STT & Language Settings

Configure Speech-to-Text, language detection, noise handling, and transcription accuracy for your EWT Voice Agent.

1. Overview — How STT Works in the Pipeline

Every voice call processed by EWT Voice Agent follows a real-time pipeline. Understanding where STT fits helps you tune it effectively.

Caller → Twilio (mulaw 8kHz audio) → Deepgram WebSocket (STT) → Transcript → LLM → Response text → TTS → Audio back to caller

Audio arrives from Twilio as 20ms mulaw-encoded chunks at 8000 Hz, mono channel. These chunks are forwarded in real time to a persistent Deepgram WebSocket connection. Deepgram returns both interim (partial) and final transcription results, along with Voice Activity Detection (VAD) events. The final transcript is then sent to the LLM for response generation.

Key events emitted by the STT provider:

transcript — contains text, is_final, speech_final, and confidence
utterance_end — fires when Deepgram detects the speaker has finished an utterance
speech_started — VAD event that fires the instant voice activity is detected, before any transcription is available

The connection includes a keep-alive ping every 10 seconds to prevent WebSocket timeouts during long pauses in conversation.

2. Deepgram Models

The STT model is configured via the stt_model column on the agent. The default is nova-2.

Model	Best For	Notes
`nova-2`	General use (default)	Best overall accuracy and speed. Recommended for most agents.
`nova-2-general`	Broad vocabulary	Slightly wider vocabulary coverage. Use when callers use diverse or uncommon terminology.
`nova-2-phonecall`	Telephony audio	Optimized for 8kHz phone-quality audio. Can improve accuracy on noisy phone lines.
`nova-2-medical`	Healthcare	Enhanced recognition of medical terminology, drug names, and clinical language.
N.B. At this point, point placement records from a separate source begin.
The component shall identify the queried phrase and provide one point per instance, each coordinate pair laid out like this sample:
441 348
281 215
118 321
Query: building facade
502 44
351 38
To change the model via the API:

PUT /api/agents/:id
Content-Type: application/json

{
  "stt_model": "nova-2-phonecall"
}

For phone-based agents handling telephony audio, nova-2 already performs well at 8kHz mulaw. Only switch to nova-2-phonecall if you notice accuracy issues on poor-quality lines.

3. Language Support

Set the transcription language with the stt_language agent column (default: en). The platform also supports mid-call language switching via the built-in switch_language tool, which disconnects and reconnects the Deepgram WebSocket with the new language code.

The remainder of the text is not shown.